Even now, even though I’m not side-by-side with Rourke, my heart still struggles to slow its pace. He thinks we’re scent matches. Maybe it’s true. Maybe that’s why I feel like I’m losing my mind when he’s near. Maybe the only reason I’ve been able to keep my mind intact is because I can’t smell him, and maybe the only reason he hasn’t gone bananas yet is because of the cream I lather onto my body after every shower.
I wear that cream to lower the temptation, the possible attraction. I knew coming here with Asher would be a risk, and I wanted to be as prepared as possible. Not in a million years did I ever believe Rourke would show up and that he’d claim we’re scent matches.

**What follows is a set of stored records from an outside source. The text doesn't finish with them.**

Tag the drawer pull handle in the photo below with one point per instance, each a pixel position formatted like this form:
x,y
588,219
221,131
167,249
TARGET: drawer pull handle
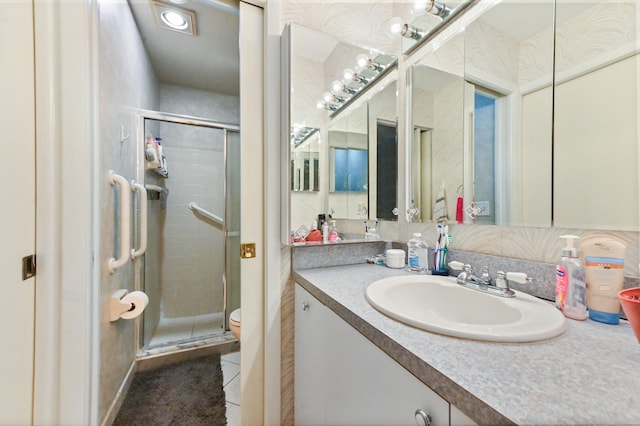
x,y
422,418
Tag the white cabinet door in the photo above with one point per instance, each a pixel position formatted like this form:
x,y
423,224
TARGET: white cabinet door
x,y
342,378
17,217
366,386
310,359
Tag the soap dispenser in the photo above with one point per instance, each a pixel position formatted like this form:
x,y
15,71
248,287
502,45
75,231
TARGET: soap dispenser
x,y
571,290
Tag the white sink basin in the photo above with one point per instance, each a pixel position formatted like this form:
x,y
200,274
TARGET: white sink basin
x,y
440,305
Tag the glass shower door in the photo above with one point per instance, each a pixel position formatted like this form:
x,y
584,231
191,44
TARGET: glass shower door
x,y
184,273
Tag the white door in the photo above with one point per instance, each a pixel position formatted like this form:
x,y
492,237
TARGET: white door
x,y
17,215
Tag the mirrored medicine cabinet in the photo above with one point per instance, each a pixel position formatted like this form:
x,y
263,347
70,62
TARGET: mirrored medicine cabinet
x,y
520,113
538,140
343,149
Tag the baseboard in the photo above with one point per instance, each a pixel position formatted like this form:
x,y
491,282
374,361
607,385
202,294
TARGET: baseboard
x,y
117,401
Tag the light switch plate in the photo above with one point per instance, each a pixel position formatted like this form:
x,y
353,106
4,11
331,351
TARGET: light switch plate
x,y
247,250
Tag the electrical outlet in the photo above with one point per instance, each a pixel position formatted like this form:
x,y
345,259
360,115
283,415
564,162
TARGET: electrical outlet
x,y
485,206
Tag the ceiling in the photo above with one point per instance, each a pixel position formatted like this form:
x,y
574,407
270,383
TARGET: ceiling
x,y
207,61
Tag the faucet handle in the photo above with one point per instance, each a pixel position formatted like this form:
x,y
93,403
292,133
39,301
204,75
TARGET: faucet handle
x,y
485,273
456,266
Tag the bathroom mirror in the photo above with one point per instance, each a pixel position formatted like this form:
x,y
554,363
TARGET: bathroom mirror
x,y
508,109
596,113
383,151
349,165
435,166
347,168
305,159
423,18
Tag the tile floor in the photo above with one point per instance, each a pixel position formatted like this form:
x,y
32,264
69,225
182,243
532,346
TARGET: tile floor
x,y
231,372
171,330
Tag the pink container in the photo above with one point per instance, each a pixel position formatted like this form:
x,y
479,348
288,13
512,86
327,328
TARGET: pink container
x,y
630,301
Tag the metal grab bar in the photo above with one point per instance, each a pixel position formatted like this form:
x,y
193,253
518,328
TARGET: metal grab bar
x,y
136,187
193,206
125,225
154,188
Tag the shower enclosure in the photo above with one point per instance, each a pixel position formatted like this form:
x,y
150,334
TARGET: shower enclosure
x,y
191,170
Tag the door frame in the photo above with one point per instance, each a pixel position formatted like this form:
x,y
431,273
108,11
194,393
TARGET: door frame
x,y
66,380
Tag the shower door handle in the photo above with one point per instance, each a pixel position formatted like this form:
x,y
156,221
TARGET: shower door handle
x,y
140,189
125,224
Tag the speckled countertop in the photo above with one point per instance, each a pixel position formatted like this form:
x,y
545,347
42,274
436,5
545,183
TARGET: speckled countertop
x,y
588,375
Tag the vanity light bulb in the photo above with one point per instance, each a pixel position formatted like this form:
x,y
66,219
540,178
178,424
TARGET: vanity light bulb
x,y
395,25
420,5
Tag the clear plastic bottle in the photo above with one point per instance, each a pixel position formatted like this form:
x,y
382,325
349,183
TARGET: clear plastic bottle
x,y
417,253
571,290
333,232
325,232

Scent matches. I can’t believe it. I don’t want to. Even if, by some miracle, this plan of mine works, if Rourke is truly my scent match, I don’t think he’ll ever want to be kicked out of my life.
This makes everything so much more complicated.
Chapter Eighteen – Asher
When I finally make it back to the lake, I find Rourke sitting on the edge of the dock, alone, while Jess is laying on the blanket near the basket. I didn’t have the easiest time lugging all these fishing rods and the bait tins back here by myself, but I made do; however the moment I spot Jess by herself, I know something’s wrong.
Something happened while I was away.
I make a beeline toward her, and I carefully set the rods and the tins down before I move to sit next to her. She doesn’t stir. Her eyes are open, and she stares at the sky like it holds the answers to the universe.
She looks… out of it, like she just received some not so good news.
I glance at Rourke. Though he’s a good fifty or sixty feet away, his back is to us, and still I can see how tense he is. Something had to have happened between them while I was away, but what?
“Is everything okay?” I ask her, breaking the silence and forcing her to lose her staring contest with the sky.
Just by the way she looks at me, I can tell something heavy is weighing on her, something she’d rather not discuss, but she has to know I won’t drop it. I can’t. I need to know she’s okay.